As Hans Redeker, head of global FX strategy at Morgan Stanley, points out, four conditions generally hold in times of global currency reserve growth.
There are normally diverging trends in domestic demand, over-investment due to mercantilist policies in reserve building countries, growth divergences that lead investors to move capital into higher-yielding environments, and central banks running excessive monetary-account surpluses via QE operations.
Redeker says three of the four conditions for reserve growth are no longer in place.
“Global domestic demand trends have converged,” he says. “EM countries’ net export growth is slowing down and investment has shifted away from boosting export capacity and towards infrastructure.

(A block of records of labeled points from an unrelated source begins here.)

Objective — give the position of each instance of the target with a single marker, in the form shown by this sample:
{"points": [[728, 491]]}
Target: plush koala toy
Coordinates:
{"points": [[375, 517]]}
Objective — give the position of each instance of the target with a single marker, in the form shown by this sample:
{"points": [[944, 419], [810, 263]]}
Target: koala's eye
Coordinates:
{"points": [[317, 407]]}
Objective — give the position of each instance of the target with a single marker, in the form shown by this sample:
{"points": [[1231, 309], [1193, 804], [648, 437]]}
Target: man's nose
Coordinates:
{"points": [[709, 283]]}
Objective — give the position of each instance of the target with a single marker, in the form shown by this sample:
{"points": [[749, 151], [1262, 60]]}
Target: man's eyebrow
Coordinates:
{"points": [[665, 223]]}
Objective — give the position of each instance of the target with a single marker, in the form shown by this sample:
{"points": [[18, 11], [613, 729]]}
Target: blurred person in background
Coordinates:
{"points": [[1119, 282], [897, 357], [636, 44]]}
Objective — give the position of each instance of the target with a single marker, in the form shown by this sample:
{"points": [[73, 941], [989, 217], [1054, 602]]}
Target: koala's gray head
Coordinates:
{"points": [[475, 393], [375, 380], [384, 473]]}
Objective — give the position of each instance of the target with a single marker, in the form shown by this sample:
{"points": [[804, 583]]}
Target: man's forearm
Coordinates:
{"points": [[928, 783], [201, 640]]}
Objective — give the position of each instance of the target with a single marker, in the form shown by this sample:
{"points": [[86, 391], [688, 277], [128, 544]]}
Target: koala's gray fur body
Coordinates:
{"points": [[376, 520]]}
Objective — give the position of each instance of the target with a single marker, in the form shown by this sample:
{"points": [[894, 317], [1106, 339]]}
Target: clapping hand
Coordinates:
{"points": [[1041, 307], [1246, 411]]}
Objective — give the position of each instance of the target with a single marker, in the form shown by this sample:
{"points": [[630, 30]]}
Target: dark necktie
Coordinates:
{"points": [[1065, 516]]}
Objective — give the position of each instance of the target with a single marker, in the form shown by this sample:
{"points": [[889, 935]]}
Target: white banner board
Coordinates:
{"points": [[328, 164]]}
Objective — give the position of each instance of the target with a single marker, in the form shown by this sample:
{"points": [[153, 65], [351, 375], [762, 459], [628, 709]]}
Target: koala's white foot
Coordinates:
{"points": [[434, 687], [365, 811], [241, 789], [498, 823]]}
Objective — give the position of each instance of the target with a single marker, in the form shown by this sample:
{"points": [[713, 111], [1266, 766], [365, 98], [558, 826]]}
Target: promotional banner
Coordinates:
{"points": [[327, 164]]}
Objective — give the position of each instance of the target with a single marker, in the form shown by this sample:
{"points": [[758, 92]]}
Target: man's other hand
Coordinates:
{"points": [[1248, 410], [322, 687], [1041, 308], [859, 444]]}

“Last, but not least, real-growth differentials have tightened, as evidenced by the easing inflows into EM funds.”
It is therefore no longer a given that the latest round of Fed easing will lead to an outflow from the USD into other currencies, as seen in previous rounds of QE.
“Funds allocated by the Fed may stay in the US, boosting local asset prices instead of international asset prices,” says Redeker.
“Consequently, currency reserves might not rise meaningfully, suggesting Mantega’s warning of a currency war could have been premature.”